Lockton comment: So, what happens if an employer offers fixed indemnity coverage that doesn’t qualify as an excepted benefit? The program will be subject to a variety of mandates (such as the ACA mandates described above) which it will fail to satisfy, exposing the plan sponsor to an excise tax of $100 per day under the Tax Code “with respect to each individual to whom such failure relates.” In addition, program participants could also file lawsuits under ERISA to enforce the ACA insurance mandates against the program.

What’s Next

The federal agencies received voluminous comments on the proposed regulations and thankfully decided to leave the difficult issues unaddressed in the final rules. The new notice requirement for plans that will apply in 2025 was the least controversial aspect to the final regulations. We will stay tuned for further agency guidance on these issues.

Model notice to prospective enrollees

IMPORTANT: This is a fixed indemnity policy, NOT health insurance

This fixed indemnity policy may pay you a limited dollar amount if you’re sick or

hospitalized. You’re still responsible for paying the cost of your care.

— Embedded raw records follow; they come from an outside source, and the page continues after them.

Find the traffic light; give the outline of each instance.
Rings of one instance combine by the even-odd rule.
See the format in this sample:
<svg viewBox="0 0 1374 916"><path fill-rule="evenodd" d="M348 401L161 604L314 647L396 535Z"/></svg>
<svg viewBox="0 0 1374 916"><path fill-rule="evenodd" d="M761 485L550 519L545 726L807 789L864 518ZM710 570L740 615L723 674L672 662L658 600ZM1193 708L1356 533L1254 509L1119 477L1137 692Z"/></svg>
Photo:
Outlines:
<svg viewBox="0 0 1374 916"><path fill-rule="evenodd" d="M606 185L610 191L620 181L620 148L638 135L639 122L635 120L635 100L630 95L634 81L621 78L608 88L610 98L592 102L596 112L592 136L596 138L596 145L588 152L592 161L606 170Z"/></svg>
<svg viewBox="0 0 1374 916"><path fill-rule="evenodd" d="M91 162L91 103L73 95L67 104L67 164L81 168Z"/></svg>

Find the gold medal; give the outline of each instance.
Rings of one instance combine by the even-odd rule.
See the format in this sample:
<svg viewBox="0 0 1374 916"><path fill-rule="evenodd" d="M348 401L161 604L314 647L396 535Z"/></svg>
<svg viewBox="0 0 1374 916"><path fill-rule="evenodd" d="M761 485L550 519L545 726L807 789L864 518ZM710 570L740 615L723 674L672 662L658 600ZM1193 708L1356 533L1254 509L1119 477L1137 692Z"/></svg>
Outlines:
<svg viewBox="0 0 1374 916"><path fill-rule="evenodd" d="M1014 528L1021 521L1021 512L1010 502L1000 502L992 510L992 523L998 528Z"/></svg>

  • The payment you get isn’t based on the size of your medical bill.

  • There might be a limit on how much this policy will pay each year.

  • This policy isn’t a substitute for comprehensive health insurance.

  • Since this policy isn’t health insurance, it doesn’t have to include most federal consumer protections that apply to health insurance.

Looking for comprehensive health insurance?

  • Visit HealthCare.gov or call 1-800-318-2596 (TTY: 1-855-889-4325) to find health coverage options.

  • To find out if you can get health insurance through your job, or a family member’s job, contact the employer.

Questions about this policy?

  • For questions or complaints about this policy, contact your state Department of Insurance. Find their number on the National Association of Insurance Commissioners’ website (naic.org) under “Insurance Departments.”

  • If you have this policy through your job, or a family member’s job, contact the employer.

Not legal advice: Nothing in this publication should be construed as legal advice. Lockton may not be considered your legal counsel, and communications with Lockton's Compliance Consulting group are not privileged under the attorney-client privilege.